XII
THE FORT OF THE ROCKS
At the bidding of Mattathias, the people passed hurriedly into the town. The stones of the street were torn up; some of them piled in heavy masses against the city gates; others carried to the walls, ready to be hurled down upon assailants. In vain did those returning from the knoll, where they had taken part in the heathen worship, seek admission. Their rapping and calls to their fellow-townsmen were answered by taunts. Mattathias insisted on their exclusion, lest there should be division in counsel and action, while he foresaw that there was no alternative other than fighting for their lives, or voluntarily surrendering themselves to the atrocities of the foe. A low wail of lamentation could be heard from hundreds of homes, like the murmur of a torrent. Now and then it broke into a sharp cry of defiance from maddened groups on the house-tops, as a torrent leaps and splashes high in air over some sharp obstacle that opposes its course.

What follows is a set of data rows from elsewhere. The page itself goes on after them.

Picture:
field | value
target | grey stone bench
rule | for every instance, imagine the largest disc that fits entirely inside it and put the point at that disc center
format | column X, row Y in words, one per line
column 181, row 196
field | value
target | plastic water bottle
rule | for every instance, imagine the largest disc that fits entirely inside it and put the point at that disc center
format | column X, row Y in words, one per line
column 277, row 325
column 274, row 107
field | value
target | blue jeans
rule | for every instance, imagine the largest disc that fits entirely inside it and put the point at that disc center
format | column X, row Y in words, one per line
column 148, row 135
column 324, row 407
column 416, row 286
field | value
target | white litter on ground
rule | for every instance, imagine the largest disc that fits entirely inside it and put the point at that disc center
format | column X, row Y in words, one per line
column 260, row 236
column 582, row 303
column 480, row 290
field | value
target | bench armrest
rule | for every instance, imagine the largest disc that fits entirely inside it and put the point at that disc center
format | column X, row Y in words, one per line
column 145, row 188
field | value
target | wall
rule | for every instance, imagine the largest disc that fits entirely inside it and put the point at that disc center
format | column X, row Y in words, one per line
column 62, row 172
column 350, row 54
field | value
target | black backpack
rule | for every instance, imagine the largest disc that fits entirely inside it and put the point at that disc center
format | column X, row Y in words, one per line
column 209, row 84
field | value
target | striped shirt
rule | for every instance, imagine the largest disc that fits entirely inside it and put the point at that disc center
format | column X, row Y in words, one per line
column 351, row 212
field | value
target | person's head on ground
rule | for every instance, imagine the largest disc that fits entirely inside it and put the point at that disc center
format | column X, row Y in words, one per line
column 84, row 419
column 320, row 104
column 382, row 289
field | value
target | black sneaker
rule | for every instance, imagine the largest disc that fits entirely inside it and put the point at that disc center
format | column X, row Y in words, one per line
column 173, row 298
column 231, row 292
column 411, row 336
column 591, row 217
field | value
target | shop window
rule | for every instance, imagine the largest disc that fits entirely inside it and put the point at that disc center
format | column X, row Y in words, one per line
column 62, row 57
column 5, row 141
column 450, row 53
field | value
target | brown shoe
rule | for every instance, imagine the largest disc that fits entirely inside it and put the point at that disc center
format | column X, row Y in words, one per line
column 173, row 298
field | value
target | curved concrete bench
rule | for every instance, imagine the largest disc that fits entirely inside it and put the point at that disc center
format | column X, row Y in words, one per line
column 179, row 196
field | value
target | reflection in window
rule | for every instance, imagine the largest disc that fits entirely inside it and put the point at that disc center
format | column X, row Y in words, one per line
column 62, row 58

The night that followed was one of fearful expectancy in Modin. The news of the assault upon the King's representative might bring the Greek soldiers, who were scattered along Bethhoron, in retaliatory vengeance. But the sentinels on the walls made no alarms. The next day the extemporized scouting parties reported no hostile movement. But it was certain that the authorities at Jerusalem would not long delay a blow which would vindicate their power, and the honor of the monarch.
In the little town all was confusion, for the inhabitants made preparations to migrate from their now insecure homes. The excitement increased as from the hills and valleys around their herdsmen hastily gathered the flocks, and drove them close to the city.
On the second night strange sounds floated everywhere through the darkness—the lowing of cattle, bleating of sheep, braying of asses, and the occasional grunt of camels resenting the unseemly hour of their lading. These moved eastward through the darkness, and later were followed by an exodus of the inhabitants from the town. Deborah noted the women, whose hands had scarcely lifted heavier weight than the distaff, now bowed beneath bulky loads of household stuff. Boys carried jars of provisions as big as themselves. Men, armed with swords, javelins, bows, and bludgeons, led the way, or deployed as guards on flank and rear of the unsteady column.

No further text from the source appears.